Sunday, 5 April 2015

Jittering in R (ggplot2)

Jittering is the act of adding random noise to data in order to prevent overplotting in statistical graphs. Overplotting can occur when a continuous measurement is rounded to a convenient unit. This has the effect of making a continuous variable appear like a discrete ordinal variable. 

For example, age is measured in years and body weight is measured in pounds or kilograms. 
A scatter plot of weight versus age, which includes a sufficiently large sample of people will involve considerable overlap. Many individuals may be recorded as, 29 years old and weighing 70 kg, and there will be many markers plotted at the point (29, 70). The same is often true when plotting other individual difference metrics throughout psychology (e.g. personality) (Figure 1).

Figure 1: Before Jittering - a significant positive correlation between x & y [r = .37].

To alleviate overplotting, it is possible to add a small amount of random noise to the data (Figure 2). The size of the noise is often chosen to be the width of the measurement unit. 

Figure 2: The same data with a small level of jittering applied.

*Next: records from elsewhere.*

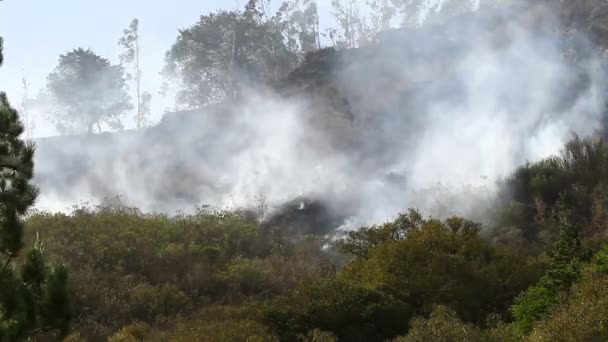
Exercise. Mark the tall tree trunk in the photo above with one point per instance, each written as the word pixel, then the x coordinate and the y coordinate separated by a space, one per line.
pixel 138 81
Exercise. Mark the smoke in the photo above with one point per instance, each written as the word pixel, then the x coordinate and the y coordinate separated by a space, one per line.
pixel 428 118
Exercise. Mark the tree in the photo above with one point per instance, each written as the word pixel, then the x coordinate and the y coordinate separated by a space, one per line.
pixel 225 52
pixel 34 300
pixel 537 303
pixel 89 90
pixel 299 23
pixel 431 262
pixel 130 56
pixel 348 311
pixel 352 26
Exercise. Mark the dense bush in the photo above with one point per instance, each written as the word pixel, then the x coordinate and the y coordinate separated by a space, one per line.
pixel 131 267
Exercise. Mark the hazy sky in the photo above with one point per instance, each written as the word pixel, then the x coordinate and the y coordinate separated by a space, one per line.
pixel 36 32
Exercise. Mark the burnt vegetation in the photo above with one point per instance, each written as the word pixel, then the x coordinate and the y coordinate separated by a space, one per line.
pixel 535 269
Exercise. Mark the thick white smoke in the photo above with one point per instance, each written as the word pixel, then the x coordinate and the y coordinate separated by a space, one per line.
pixel 438 114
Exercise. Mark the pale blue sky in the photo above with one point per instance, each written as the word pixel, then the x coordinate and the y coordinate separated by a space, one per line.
pixel 35 32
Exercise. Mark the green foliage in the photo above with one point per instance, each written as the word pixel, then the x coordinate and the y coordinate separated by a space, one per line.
pixel 442 325
pixel 442 263
pixel 87 90
pixel 536 303
pixel 224 52
pixel 582 317
pixel 34 300
pixel 131 267
pixel 348 311
pixel 571 185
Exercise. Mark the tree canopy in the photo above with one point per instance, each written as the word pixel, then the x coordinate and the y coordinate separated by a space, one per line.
pixel 88 90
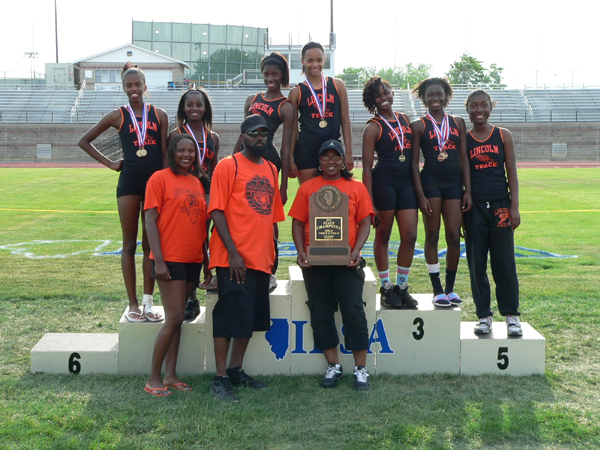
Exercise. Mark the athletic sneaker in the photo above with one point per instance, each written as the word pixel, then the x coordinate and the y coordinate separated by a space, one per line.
pixel 361 378
pixel 333 374
pixel 272 283
pixel 389 297
pixel 192 309
pixel 484 326
pixel 513 326
pixel 222 390
pixel 441 300
pixel 406 299
pixel 454 299
pixel 241 378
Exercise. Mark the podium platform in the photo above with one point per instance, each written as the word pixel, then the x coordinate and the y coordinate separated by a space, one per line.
pixel 421 340
pixel 425 339
pixel 499 354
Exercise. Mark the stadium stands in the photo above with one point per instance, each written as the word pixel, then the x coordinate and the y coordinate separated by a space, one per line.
pixel 512 105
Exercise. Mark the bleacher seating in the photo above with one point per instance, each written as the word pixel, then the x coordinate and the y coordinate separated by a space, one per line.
pixel 512 105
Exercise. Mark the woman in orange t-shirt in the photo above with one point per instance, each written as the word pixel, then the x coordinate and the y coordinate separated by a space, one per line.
pixel 176 227
pixel 331 286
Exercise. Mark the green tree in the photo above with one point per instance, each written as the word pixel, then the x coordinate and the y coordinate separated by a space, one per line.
pixel 402 77
pixel 470 71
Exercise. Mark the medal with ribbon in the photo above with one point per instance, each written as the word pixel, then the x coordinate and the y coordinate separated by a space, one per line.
pixel 399 137
pixel 201 153
pixel 441 134
pixel 321 107
pixel 141 133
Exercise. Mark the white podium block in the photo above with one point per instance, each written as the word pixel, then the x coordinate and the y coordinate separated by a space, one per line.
pixel 499 354
pixel 77 353
pixel 421 340
pixel 136 344
pixel 305 358
pixel 268 353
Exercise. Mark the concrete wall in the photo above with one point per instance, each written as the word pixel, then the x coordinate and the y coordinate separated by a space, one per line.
pixel 533 141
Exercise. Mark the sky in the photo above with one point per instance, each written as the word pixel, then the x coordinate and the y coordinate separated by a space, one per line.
pixel 535 43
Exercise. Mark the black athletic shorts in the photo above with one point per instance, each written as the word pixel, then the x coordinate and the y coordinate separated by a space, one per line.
pixel 393 193
pixel 242 308
pixel 132 185
pixel 446 188
pixel 190 272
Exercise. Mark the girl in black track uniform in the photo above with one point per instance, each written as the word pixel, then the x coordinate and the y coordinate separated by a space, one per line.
pixel 143 130
pixel 321 108
pixel 490 224
pixel 442 139
pixel 391 188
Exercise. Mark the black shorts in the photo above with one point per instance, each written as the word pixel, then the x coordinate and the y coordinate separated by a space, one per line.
pixel 393 193
pixel 242 308
pixel 130 184
pixel 306 157
pixel 190 272
pixel 446 188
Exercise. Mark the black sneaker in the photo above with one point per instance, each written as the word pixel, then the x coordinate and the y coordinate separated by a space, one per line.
pixel 333 374
pixel 405 297
pixel 222 390
pixel 389 298
pixel 241 378
pixel 361 378
pixel 192 309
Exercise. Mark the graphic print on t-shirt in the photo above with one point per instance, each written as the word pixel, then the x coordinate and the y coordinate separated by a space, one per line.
pixel 191 205
pixel 260 193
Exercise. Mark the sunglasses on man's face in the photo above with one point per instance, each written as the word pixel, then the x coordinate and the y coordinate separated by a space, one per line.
pixel 256 133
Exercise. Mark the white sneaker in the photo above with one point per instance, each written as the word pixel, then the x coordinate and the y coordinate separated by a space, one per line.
pixel 513 326
pixel 484 326
pixel 272 283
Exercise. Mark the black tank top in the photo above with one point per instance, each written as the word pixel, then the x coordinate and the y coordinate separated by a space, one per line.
pixel 270 110
pixel 210 147
pixel 450 167
pixel 132 164
pixel 311 134
pixel 388 149
pixel 486 161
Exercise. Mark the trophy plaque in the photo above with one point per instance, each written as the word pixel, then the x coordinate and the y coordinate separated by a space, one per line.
pixel 328 228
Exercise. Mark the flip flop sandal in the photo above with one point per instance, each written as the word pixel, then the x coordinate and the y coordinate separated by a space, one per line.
pixel 158 392
pixel 151 314
pixel 180 386
pixel 134 317
pixel 210 285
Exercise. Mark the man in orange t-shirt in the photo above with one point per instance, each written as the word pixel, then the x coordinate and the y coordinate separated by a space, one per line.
pixel 244 205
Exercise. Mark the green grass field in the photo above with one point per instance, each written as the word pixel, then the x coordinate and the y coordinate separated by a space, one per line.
pixel 55 222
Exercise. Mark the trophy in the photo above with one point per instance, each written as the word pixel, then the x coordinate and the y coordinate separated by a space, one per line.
pixel 328 228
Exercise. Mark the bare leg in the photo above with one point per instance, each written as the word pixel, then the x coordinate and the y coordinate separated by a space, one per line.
pixel 432 230
pixel 407 220
pixel 129 212
pixel 167 340
pixel 452 214
pixel 382 239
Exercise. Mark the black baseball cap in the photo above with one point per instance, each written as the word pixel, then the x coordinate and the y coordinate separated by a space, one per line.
pixel 333 145
pixel 253 123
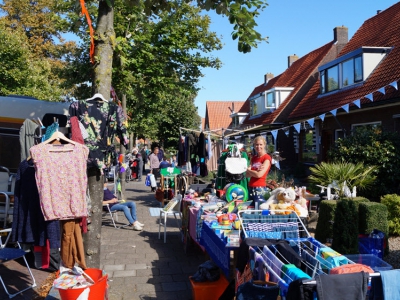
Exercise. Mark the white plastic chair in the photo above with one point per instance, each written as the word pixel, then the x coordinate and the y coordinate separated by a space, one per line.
pixel 173 208
pixel 7 185
pixel 8 254
pixel 112 214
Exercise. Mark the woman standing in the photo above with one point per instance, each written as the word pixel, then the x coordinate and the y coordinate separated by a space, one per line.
pixel 260 165
pixel 154 164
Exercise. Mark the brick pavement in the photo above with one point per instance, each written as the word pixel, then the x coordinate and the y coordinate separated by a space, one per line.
pixel 139 265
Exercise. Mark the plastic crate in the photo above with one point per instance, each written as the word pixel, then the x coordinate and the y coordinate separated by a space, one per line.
pixel 210 290
pixel 370 260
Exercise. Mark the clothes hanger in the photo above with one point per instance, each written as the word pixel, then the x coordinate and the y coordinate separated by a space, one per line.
pixel 97 96
pixel 58 136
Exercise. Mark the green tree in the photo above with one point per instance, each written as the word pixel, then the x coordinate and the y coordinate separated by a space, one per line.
pixel 37 26
pixel 158 65
pixel 370 145
pixel 343 173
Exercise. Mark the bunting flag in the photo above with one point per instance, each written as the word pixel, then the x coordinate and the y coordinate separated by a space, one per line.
pixel 297 127
pixel 286 131
pixel 382 90
pixel 346 107
pixel 91 31
pixel 274 134
pixel 370 97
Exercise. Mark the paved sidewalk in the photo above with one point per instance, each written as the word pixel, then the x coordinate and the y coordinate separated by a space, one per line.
pixel 141 266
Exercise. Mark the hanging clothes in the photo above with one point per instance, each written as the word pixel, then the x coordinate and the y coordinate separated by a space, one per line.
pixel 61 179
pixel 72 244
pixel 27 133
pixel 215 149
pixel 221 177
pixel 102 120
pixel 28 224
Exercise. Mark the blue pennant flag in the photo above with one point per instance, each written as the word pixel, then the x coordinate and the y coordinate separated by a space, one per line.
pixel 311 122
pixel 370 97
pixel 297 127
pixel 274 133
pixel 286 131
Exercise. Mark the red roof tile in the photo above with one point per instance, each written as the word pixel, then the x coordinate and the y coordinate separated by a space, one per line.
pixel 382 30
pixel 295 76
pixel 218 113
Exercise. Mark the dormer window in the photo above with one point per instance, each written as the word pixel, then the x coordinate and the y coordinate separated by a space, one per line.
pixel 351 68
pixel 270 100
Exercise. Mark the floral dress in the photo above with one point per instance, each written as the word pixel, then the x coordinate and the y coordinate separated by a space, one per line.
pixel 101 120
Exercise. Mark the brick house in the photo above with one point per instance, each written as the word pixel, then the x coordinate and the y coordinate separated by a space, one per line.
pixel 325 94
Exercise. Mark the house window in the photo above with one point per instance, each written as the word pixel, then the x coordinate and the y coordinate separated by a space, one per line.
pixel 332 78
pixel 371 125
pixel 253 108
pixel 310 146
pixel 339 134
pixel 322 87
pixel 358 69
pixel 270 100
pixel 348 72
pixel 235 121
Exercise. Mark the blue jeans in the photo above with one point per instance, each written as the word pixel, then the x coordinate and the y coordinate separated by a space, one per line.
pixel 129 209
pixel 256 194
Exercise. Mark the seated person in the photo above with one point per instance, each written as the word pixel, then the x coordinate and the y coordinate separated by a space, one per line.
pixel 164 164
pixel 129 208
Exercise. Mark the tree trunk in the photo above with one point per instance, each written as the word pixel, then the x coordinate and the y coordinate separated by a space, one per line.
pixel 92 239
pixel 104 43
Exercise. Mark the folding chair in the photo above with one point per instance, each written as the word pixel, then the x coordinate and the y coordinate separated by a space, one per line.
pixel 168 210
pixel 8 254
pixel 114 216
pixel 7 184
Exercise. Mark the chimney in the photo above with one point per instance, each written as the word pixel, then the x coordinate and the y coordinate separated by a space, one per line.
pixel 268 77
pixel 341 37
pixel 292 59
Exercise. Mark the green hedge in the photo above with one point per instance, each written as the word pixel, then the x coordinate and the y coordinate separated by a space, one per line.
pixel 345 227
pixel 373 215
pixel 326 215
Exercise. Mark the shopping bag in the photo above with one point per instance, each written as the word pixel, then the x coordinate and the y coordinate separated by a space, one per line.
pixel 236 165
pixel 147 181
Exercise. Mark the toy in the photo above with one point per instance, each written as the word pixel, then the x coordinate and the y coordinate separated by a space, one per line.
pixel 282 202
pixel 236 192
pixel 285 195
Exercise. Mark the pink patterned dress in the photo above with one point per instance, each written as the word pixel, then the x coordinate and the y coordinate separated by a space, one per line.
pixel 61 179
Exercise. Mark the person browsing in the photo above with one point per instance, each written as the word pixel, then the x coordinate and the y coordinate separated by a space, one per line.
pixel 129 208
pixel 260 164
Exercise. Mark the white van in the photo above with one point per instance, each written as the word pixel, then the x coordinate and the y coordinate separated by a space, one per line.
pixel 14 110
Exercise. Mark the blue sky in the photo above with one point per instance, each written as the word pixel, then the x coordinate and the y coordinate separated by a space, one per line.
pixel 293 27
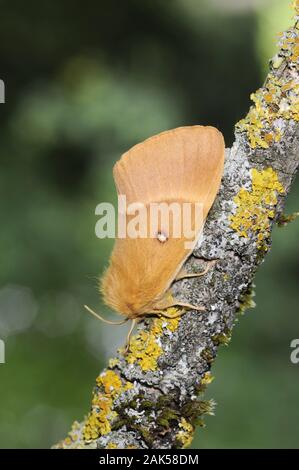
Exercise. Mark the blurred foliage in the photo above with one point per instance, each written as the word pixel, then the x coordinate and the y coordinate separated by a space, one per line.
pixel 84 82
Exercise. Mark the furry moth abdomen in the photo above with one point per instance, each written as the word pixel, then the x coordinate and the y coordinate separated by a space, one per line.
pixel 180 165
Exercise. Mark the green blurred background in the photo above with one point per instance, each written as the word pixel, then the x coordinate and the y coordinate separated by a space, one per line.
pixel 84 82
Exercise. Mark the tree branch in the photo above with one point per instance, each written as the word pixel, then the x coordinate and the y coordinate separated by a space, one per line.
pixel 151 397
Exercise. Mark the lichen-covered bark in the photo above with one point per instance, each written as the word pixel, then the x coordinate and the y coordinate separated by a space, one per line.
pixel 152 396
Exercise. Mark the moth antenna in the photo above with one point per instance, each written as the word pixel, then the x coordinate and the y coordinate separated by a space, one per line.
pixel 104 319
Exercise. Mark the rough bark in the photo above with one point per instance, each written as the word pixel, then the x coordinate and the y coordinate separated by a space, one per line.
pixel 152 397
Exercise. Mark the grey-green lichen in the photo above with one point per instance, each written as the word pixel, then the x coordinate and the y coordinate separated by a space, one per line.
pixel 152 397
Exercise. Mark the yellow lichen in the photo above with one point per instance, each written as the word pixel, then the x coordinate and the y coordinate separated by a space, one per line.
pixel 186 433
pixel 207 378
pixel 113 362
pixel 145 347
pixel 255 208
pixel 279 98
pixel 98 422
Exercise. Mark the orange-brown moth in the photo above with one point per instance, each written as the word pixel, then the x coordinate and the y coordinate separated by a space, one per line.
pixel 181 165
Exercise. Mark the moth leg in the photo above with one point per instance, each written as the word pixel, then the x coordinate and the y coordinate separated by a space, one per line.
pixel 189 306
pixel 127 344
pixel 183 274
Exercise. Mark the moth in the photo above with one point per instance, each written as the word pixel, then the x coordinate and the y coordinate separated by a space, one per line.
pixel 183 165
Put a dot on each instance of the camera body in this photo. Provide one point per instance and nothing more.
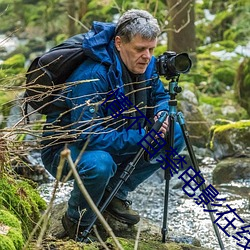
(171, 65)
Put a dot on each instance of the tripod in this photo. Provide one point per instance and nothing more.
(128, 170)
(173, 90)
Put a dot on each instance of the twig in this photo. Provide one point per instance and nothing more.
(137, 236)
(99, 238)
(45, 217)
(66, 154)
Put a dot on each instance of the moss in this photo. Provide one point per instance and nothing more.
(6, 243)
(225, 75)
(221, 132)
(13, 239)
(22, 200)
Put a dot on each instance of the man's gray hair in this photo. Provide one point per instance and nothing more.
(137, 22)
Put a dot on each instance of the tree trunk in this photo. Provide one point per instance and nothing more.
(181, 27)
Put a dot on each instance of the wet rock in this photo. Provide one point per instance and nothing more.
(231, 139)
(150, 235)
(231, 169)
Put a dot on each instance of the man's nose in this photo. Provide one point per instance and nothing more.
(146, 54)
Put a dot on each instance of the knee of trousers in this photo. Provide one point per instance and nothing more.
(98, 165)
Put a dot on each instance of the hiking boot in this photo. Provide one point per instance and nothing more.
(121, 211)
(75, 231)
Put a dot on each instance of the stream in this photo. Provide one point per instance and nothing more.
(186, 219)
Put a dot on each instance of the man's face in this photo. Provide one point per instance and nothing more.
(137, 53)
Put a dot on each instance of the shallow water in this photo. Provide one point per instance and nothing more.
(185, 217)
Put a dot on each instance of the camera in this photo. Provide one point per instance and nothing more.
(171, 65)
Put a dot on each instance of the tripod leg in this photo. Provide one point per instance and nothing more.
(196, 167)
(170, 143)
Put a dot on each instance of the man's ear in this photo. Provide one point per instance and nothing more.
(118, 42)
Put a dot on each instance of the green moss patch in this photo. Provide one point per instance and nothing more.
(10, 231)
(22, 200)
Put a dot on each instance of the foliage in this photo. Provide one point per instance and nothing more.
(13, 238)
(242, 84)
(22, 200)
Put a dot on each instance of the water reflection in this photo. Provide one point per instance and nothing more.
(185, 218)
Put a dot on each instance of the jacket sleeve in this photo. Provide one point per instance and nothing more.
(89, 121)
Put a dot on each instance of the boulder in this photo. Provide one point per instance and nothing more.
(150, 235)
(230, 139)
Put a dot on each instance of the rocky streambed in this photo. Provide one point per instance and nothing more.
(186, 220)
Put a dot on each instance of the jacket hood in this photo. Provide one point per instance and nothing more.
(98, 43)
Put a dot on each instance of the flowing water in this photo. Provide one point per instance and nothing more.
(186, 219)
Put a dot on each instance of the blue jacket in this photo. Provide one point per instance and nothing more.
(88, 118)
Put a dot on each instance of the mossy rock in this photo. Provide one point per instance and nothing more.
(22, 200)
(242, 85)
(11, 237)
(231, 169)
(230, 139)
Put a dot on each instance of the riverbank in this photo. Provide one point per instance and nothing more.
(186, 220)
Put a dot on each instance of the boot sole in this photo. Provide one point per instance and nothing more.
(121, 219)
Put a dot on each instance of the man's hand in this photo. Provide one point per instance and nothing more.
(165, 126)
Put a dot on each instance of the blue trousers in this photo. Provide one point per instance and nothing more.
(100, 170)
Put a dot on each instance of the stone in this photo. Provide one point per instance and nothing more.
(231, 169)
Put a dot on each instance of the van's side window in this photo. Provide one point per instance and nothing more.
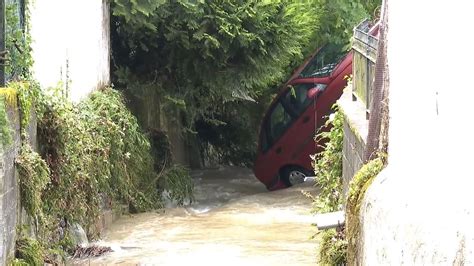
(297, 98)
(279, 121)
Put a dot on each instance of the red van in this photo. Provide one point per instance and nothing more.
(302, 106)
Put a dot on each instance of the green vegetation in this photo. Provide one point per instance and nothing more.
(211, 60)
(357, 188)
(34, 176)
(5, 128)
(29, 252)
(333, 248)
(93, 149)
(18, 42)
(179, 184)
(328, 166)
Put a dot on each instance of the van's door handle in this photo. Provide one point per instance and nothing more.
(278, 150)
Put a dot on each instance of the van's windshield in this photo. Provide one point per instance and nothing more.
(324, 62)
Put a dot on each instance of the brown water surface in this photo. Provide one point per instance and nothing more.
(234, 220)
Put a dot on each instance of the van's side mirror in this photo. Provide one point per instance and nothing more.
(313, 93)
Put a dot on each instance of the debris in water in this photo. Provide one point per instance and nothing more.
(91, 251)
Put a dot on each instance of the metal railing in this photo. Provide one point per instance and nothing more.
(365, 54)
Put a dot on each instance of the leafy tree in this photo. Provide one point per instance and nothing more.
(211, 58)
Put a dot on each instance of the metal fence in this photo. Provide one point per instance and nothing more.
(365, 54)
(12, 14)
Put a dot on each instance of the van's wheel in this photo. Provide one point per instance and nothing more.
(293, 175)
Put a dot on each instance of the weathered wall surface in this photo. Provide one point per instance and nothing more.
(355, 135)
(71, 44)
(419, 210)
(9, 192)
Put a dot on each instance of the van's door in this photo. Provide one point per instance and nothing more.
(288, 128)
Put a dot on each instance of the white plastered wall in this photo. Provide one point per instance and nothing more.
(420, 209)
(71, 44)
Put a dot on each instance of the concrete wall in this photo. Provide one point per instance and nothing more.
(9, 192)
(71, 44)
(355, 136)
(419, 210)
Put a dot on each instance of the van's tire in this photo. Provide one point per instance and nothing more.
(293, 175)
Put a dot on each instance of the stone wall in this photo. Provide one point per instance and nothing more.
(419, 210)
(9, 192)
(355, 134)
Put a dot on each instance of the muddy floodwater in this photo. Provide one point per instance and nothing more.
(234, 220)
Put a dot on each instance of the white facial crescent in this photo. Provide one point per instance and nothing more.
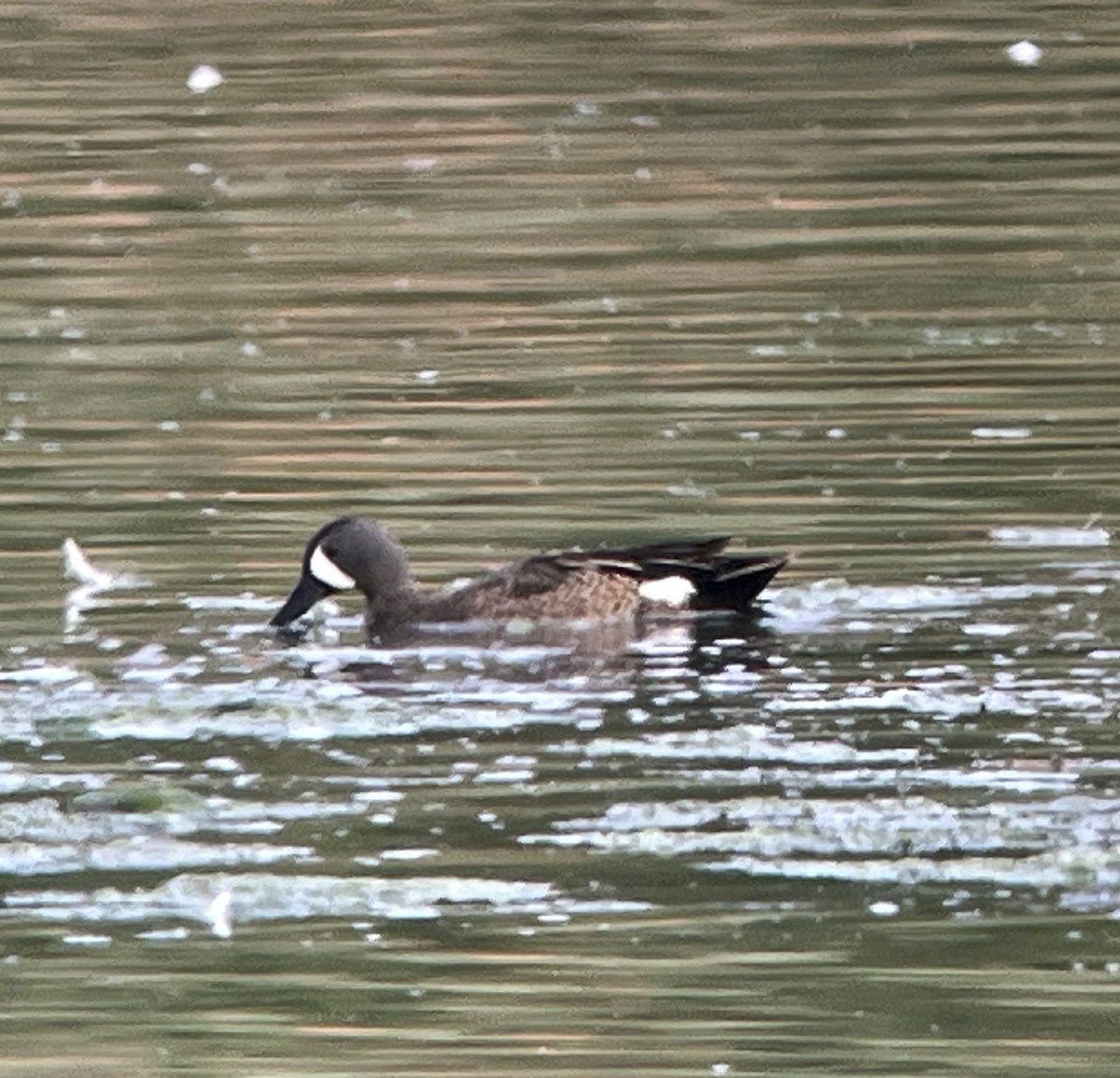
(328, 573)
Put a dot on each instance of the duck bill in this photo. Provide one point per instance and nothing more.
(303, 596)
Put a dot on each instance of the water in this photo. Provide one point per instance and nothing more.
(837, 283)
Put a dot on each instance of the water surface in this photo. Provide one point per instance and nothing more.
(837, 283)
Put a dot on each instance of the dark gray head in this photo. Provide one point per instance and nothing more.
(342, 556)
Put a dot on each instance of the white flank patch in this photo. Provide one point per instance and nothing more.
(328, 573)
(670, 591)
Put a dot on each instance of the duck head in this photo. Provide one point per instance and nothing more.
(348, 553)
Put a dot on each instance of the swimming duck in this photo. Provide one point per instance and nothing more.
(587, 585)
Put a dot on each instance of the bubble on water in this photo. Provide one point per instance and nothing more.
(203, 78)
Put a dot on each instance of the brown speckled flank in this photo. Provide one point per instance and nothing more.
(581, 585)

For example, to the value 70 kg you might add the quantity u, where u is a uniform random variable in the interval [-0.5, 0.5]. This is based on the assumption that the true weight of a 70 kg person is equally likely to be anywhere in the interval [69.5, 70.5]. The original value (70kg) is however, retained for any additional inferential statistical analysis. In addition, because the noise generated is random, executing the same code repeatedly will result in a slightly different layout for every render.
Finally, the context of the data is important when deciding how to jitter. Too much noise, and any relationship can be obscured or exaggerated. There are other reasons that markers are overplotted in scatter plots, including having many thousands of data points. Jittering does not always prevent this kind of overplotting, and adjusting the level of transparency may be more suitable in some instances. 

Example Code using position_jitter via ggplot2:


ggplot(data, aes(x=x, y=y)) + 
  geom_point(position=position_jitter(width=0.1), size = 3) +   
  ylab("y") +
  xlab("x") +